ARRB Report to Guide Increased Recycled Material Use in Road and Rail

Waste materials such as plastic, glass, organic food waste, and tyre rubber can now be used with more confidence in building Australia’s roads and railways.

A new report by the Australian Road Research Board (ARRB) provides an independent, expert review on how to safely and successfully increase the use of recycled materials in road and rail infrastructure.

The report says many recycled materials are shown to actually improve the performance of roads. It also recommends plastic and organic food waste – two of Australia’s problem waste areas – can be more widely used for building road and rail infrastructure.

Plastic can be used for applications such as building noise walls, while organic food waste was earmarked for more widespread use in landscaping and erosion control.

ARRB says using more recycled materials in the construction, rehabilitation and maintenance of road and rail infrastructure has a host of benefits for Australia, including less waste sent to landfill, lower greenhouse gas emissions, job creation and better, more durable roads.

Despite a long history of using recycled materials in infrastructure, it’s still not business-as-usual within roads and rail.

The report says the reasons are lack of awareness and education, the disconnection between market demand and supply, lack of specifications and guidelines, and most importantly, the lack of consistent and scientific evidence to report on longer-term performance and sustainability benefits.
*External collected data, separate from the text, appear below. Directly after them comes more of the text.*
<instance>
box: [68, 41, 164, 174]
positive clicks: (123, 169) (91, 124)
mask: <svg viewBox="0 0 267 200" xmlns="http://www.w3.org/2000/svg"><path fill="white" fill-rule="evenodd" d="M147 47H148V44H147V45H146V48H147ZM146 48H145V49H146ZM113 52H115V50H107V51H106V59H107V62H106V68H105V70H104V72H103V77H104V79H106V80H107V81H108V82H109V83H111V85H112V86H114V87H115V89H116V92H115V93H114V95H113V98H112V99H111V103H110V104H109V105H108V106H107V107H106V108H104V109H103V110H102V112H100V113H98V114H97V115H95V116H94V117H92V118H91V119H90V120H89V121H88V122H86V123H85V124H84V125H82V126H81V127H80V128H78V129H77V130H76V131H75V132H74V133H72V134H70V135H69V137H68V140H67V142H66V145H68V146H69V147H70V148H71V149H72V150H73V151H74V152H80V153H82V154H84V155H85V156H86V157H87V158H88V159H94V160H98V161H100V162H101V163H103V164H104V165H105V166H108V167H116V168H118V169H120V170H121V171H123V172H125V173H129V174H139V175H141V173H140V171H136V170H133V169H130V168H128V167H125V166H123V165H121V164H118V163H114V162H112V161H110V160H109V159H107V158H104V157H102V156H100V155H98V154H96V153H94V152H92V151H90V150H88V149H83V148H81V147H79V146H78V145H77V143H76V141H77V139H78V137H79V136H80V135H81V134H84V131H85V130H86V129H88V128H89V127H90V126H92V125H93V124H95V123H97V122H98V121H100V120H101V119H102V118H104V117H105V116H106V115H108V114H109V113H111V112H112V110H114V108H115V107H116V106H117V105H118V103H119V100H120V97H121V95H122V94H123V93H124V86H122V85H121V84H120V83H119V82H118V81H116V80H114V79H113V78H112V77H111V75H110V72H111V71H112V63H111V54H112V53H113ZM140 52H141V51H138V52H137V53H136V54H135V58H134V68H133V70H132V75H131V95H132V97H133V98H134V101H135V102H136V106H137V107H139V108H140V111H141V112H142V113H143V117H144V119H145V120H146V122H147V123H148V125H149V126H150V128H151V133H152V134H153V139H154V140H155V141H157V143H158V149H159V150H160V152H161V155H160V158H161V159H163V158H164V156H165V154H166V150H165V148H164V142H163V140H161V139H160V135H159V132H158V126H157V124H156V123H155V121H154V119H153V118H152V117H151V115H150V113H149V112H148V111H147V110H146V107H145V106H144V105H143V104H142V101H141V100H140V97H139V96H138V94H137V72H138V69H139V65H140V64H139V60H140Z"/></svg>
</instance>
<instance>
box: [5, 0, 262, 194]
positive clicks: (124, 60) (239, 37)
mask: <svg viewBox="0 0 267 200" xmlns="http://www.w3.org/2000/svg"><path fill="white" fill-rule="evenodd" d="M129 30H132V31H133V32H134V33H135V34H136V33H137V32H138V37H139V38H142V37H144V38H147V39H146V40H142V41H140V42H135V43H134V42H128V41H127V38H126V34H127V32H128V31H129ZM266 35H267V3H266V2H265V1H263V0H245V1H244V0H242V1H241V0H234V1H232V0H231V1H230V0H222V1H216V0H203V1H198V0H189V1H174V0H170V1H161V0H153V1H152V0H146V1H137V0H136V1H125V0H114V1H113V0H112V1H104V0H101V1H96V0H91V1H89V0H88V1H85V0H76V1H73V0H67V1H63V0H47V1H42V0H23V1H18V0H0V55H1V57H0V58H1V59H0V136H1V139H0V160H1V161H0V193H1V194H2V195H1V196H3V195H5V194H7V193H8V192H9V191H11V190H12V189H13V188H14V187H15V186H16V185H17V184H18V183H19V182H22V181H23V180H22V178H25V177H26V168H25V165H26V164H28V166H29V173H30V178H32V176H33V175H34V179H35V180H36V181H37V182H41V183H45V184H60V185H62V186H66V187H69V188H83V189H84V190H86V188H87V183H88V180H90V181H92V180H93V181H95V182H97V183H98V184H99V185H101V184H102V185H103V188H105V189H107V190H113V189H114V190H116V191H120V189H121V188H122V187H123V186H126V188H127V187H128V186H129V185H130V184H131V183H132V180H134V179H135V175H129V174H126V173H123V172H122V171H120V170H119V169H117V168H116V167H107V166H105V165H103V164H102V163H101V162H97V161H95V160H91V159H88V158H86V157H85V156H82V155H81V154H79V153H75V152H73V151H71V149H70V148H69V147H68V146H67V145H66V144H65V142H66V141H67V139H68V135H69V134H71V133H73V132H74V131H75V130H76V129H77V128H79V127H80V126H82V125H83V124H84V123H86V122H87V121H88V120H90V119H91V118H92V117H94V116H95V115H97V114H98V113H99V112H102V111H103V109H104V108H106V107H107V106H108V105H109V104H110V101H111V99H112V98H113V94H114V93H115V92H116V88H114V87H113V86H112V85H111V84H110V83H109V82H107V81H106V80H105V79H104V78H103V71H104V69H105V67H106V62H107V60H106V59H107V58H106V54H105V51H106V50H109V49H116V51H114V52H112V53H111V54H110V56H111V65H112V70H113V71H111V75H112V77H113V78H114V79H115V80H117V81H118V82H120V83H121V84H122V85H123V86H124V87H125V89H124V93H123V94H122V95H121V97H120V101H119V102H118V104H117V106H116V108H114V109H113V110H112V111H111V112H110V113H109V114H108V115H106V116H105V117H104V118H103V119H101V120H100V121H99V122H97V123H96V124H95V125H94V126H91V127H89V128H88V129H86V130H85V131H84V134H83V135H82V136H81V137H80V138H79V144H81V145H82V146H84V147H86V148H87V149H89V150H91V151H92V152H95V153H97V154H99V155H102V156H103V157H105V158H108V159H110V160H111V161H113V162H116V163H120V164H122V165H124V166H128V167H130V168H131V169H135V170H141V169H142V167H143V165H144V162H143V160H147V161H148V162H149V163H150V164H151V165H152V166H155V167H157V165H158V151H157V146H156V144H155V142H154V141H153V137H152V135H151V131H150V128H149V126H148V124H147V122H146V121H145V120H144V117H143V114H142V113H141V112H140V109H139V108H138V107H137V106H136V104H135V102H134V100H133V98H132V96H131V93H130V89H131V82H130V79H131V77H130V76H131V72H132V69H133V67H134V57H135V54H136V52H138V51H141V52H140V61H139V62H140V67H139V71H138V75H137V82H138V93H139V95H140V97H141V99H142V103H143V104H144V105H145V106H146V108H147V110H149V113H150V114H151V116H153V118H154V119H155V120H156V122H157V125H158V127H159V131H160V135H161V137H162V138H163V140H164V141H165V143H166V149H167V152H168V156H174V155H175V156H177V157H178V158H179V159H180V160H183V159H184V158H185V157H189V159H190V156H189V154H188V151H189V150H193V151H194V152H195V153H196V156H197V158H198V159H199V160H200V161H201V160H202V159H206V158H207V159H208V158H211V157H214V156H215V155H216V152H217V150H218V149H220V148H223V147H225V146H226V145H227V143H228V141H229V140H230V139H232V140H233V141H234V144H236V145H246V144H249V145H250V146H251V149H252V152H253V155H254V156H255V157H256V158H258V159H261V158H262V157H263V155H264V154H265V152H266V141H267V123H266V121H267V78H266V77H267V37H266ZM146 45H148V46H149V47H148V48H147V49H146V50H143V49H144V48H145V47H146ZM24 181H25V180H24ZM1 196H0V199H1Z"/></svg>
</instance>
That’s something ARRB says should change as a result of this report.

“This project provides robust, evidence-based knowledge on how to optimise the uptake of recycled materials in infrastructure projects,” ARRB says in the report.

“There is ample opportunity to increase (recycled materials) content within transport infrastructure applications, or even the frequency that they are used.”
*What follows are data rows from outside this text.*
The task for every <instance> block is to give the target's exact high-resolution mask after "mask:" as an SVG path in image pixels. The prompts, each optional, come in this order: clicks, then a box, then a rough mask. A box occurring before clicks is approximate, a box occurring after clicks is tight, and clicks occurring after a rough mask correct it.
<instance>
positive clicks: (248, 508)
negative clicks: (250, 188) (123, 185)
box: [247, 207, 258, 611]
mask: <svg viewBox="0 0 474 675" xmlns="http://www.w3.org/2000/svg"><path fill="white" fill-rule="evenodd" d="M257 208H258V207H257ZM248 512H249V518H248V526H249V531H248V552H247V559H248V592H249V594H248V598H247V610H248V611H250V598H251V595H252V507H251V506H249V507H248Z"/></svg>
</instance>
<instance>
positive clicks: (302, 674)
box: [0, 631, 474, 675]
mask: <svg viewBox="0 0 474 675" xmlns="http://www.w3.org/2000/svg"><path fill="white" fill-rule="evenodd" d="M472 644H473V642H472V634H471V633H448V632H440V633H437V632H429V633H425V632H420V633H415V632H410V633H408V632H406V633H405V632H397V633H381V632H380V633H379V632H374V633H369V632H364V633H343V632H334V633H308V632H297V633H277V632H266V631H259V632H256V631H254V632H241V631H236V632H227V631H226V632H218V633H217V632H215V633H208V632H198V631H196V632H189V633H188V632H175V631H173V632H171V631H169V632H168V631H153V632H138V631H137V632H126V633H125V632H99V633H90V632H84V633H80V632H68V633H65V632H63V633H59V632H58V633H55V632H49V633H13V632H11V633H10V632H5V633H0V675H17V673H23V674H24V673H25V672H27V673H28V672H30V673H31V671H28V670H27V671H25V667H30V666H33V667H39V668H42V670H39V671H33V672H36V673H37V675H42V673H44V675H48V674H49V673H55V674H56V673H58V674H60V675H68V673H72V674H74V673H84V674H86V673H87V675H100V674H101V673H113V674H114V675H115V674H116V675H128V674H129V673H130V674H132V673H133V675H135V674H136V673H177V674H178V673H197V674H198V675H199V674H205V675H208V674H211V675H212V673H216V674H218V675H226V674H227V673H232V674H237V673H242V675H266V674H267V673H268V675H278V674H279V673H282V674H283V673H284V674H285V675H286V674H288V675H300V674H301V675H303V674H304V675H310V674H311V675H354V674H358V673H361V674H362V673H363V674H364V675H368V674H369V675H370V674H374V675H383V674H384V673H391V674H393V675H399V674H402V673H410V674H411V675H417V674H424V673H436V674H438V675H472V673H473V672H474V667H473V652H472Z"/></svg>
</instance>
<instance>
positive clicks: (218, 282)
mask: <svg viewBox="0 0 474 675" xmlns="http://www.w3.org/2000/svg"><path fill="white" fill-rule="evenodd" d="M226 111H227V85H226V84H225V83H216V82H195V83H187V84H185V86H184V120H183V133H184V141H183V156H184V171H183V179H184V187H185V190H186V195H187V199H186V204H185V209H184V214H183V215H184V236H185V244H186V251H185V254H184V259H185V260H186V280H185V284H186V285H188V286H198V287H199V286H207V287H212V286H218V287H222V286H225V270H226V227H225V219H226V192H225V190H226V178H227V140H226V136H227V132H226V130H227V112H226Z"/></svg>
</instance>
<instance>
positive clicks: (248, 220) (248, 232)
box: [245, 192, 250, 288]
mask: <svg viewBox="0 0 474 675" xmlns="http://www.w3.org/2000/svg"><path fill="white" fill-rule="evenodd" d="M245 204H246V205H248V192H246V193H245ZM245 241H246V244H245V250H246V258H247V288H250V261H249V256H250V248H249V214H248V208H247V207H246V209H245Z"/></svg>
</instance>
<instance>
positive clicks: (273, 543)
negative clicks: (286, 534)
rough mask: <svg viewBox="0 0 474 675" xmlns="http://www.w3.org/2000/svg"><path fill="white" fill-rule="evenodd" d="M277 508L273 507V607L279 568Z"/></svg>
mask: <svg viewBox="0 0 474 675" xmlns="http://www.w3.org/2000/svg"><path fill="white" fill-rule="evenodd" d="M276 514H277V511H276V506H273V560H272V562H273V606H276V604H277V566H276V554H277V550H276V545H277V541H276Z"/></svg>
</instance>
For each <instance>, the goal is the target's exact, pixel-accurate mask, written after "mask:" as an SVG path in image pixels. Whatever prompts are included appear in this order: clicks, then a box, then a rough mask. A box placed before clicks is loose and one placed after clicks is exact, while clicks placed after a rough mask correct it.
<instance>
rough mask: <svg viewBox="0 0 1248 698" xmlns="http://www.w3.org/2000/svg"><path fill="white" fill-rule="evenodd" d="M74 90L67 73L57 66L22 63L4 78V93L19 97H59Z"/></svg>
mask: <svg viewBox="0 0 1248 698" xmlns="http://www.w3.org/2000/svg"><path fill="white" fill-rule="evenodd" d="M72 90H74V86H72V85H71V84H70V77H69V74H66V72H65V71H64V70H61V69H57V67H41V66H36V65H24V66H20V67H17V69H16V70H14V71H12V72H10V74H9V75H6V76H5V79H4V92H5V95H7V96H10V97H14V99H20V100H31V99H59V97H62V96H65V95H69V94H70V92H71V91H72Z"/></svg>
“There are also emerging recycled materials technologies that have significant opportunity for increased uptake. Improved awareness and education in how these materials are used, supported by policy and procurement drivers, new and improved specifications and more modern recycling facilities with increased capacity, can all contribute to increases in the use of recycled materials, sustainability outcomes and a more circular economy.”

Commissioned by the Federal Government’s Department of Climate Change, Energy, the Environment and Water, the report examined 10 recycled materials for their potential use within road and rail infrastructure. They were crushed concrete and brick, crushed glass, reclaimed asphalt pavement or RAP, crumb rubber, ground granulated blast furnace slag, fly ash, bottom ash, recycled organics, recycled ballast and recycled plastics.

The report, in two parts, shows significant economic and environmental benefits for the majority of recycled materials in road and rail infrastructure.